You are viewing a plain text version of this content. The canonical link for it is here.
Posted to solr-user@lucene.apache.org by "Burton-West, Tom" <tb...@umich.edu> on 2010/10/15 17:49:10 UTC

filter query from external list of Solr unique IDs

At the Lucene Revolution conference I asked about efficiently building a filter query from an external list of Solr unique ids.

Some use cases I can think of are:
1)      personal sub-collections (in our case a user can create a small subset of our 6.5 million doc collection and then run filter queries against it)
2)      tagging documents
3)      access control lists
4)      anything that needs complex relational joins
5)      a sort of alternative to incremental field updating (i.e. update in an external database or kv store)
6)      Grant's clustering cluster points and similar apps.

Grant pointed to SOLR 1715, but when I looked on JIRA, there doesn't seem to be any work on it yet.

Hoss  mentioned a couple of ideas:
            1) sub-classing query parser
        2) Having the app query a database and somehow passing something to Solr or lucene for the filter query

Can Hoss or someone else point me to more detailed information on what might be involved in the two ideas listed above?

Is somehow keeping an up-to-date map of unique Solr ids to internal Lucene ids needed to implement this or is that a separate issue?


Tom Burton-West
http://www.hathitrust.org/blogs/large-scale-search





RE: filter query from external list of Solr unique IDs

Posted by Jonathan Rochkind <ro...@jhu.edu>.
> You could even
>generalize the hell out of it so the SQL itself could be specified at
>request time...

>  q=solr&fq={!sql}SELECT ID FROM USER_MAP WHERE USER=1234 ORDER BY ID ASC

I think that's missing the need for an argument for what field in the solr index to require to be within the values generated by the SQL? Or maybe it's meant to assume the identifier field, but it would be an interesting generalization to allow any field. 

 q=solr&fq={!sql field=id}SELECT ID FROM USER_MAP WHERE USER=1234 ORDER BY ID ASC

And then, thinking further, in addition to an external sql, how about generalize this to an alternate 'sub' query on the solr index itself?  

q=solr&fq={!join_query field=id =id}foo:bar AND something_else

['subquery' is already taken as a defType, for purposes not entirely suitable here... I think? ]

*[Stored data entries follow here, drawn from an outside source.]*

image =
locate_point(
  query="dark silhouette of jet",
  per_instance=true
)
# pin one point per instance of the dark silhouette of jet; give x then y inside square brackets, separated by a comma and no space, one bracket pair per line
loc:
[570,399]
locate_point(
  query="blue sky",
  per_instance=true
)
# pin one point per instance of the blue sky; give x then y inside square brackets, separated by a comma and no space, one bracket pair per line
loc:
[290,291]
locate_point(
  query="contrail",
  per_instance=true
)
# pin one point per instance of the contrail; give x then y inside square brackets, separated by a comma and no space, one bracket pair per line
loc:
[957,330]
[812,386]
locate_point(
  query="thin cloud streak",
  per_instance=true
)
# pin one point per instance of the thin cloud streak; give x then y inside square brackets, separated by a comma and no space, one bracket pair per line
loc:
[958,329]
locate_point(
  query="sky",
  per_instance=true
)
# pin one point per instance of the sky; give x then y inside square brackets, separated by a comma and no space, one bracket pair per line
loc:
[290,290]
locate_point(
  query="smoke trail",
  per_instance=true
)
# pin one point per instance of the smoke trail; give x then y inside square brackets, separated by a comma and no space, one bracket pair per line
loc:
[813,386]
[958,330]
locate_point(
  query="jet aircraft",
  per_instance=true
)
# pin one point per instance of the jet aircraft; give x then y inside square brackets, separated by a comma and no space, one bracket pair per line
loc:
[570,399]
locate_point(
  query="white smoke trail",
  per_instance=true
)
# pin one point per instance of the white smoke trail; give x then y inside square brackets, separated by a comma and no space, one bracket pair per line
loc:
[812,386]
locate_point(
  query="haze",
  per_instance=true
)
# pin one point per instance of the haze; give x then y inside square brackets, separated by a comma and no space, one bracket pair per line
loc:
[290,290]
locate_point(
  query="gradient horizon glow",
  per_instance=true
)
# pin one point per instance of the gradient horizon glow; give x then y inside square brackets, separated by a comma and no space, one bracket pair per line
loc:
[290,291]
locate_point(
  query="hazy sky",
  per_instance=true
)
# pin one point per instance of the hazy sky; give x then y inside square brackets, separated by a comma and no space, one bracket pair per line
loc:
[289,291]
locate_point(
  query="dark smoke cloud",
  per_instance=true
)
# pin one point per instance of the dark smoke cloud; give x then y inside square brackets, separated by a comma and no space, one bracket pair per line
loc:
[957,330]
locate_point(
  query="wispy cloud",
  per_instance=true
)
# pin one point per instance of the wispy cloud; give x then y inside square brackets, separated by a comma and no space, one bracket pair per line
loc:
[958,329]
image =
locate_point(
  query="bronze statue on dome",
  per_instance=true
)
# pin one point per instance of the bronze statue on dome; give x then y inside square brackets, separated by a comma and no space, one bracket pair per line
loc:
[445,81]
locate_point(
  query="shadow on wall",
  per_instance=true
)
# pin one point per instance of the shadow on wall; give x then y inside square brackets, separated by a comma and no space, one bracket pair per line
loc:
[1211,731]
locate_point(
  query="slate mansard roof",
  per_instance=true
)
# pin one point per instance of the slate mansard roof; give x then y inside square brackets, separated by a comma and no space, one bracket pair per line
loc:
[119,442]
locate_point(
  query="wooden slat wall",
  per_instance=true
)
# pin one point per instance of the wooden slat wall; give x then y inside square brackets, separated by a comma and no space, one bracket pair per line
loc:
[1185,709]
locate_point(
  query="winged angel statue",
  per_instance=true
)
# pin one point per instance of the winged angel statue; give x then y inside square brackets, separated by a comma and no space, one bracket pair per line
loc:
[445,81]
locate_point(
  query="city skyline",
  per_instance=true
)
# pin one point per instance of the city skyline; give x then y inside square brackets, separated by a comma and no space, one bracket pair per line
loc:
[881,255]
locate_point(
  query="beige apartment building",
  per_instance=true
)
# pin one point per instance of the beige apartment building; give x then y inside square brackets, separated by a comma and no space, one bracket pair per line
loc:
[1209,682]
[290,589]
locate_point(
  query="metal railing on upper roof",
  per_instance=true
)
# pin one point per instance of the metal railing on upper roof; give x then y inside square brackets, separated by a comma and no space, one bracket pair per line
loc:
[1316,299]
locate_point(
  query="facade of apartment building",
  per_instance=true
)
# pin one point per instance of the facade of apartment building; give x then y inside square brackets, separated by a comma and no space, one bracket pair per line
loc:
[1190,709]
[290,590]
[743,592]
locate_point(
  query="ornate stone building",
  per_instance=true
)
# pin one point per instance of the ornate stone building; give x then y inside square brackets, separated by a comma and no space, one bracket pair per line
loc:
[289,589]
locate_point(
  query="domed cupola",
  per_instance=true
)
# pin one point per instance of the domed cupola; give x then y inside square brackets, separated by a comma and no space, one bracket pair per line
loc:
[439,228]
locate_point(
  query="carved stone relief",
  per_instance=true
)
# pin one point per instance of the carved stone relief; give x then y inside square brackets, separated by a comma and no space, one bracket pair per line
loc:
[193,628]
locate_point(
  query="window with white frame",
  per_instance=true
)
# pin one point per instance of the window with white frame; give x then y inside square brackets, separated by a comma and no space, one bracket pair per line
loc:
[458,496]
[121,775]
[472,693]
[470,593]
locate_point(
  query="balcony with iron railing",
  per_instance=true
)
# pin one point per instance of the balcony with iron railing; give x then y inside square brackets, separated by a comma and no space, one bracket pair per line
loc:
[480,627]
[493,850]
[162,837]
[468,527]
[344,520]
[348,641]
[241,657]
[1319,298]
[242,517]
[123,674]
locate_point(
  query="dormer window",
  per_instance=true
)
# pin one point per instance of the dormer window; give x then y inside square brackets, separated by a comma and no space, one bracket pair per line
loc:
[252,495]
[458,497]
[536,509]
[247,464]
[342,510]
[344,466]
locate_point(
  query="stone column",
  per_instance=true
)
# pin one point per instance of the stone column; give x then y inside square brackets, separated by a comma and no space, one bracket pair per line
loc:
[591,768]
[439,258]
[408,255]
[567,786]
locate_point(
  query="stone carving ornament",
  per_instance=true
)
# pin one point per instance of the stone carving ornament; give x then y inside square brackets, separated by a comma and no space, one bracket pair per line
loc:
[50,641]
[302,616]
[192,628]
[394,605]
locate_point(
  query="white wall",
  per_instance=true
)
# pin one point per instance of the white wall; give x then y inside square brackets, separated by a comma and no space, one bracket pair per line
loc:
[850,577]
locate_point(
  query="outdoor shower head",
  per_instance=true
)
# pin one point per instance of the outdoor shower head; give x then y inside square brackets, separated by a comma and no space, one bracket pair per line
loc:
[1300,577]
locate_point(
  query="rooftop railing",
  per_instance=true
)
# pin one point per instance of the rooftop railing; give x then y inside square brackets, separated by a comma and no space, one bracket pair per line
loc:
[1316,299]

Or even a different core! 

q=solr&fq={!join_query core=different_one field=id on_stored_field=id}foo:bar AND something_else

If that could be done as efficiently as reasonable, it would actually solve a whole BUNCH of problem cases that come up now and then. (And yes, people would have to be cautioned not to immediately use this type of solution becuase they are used to thinking in terms of rdbms; but for some problems it really would allow things just not easily possible otherwise.)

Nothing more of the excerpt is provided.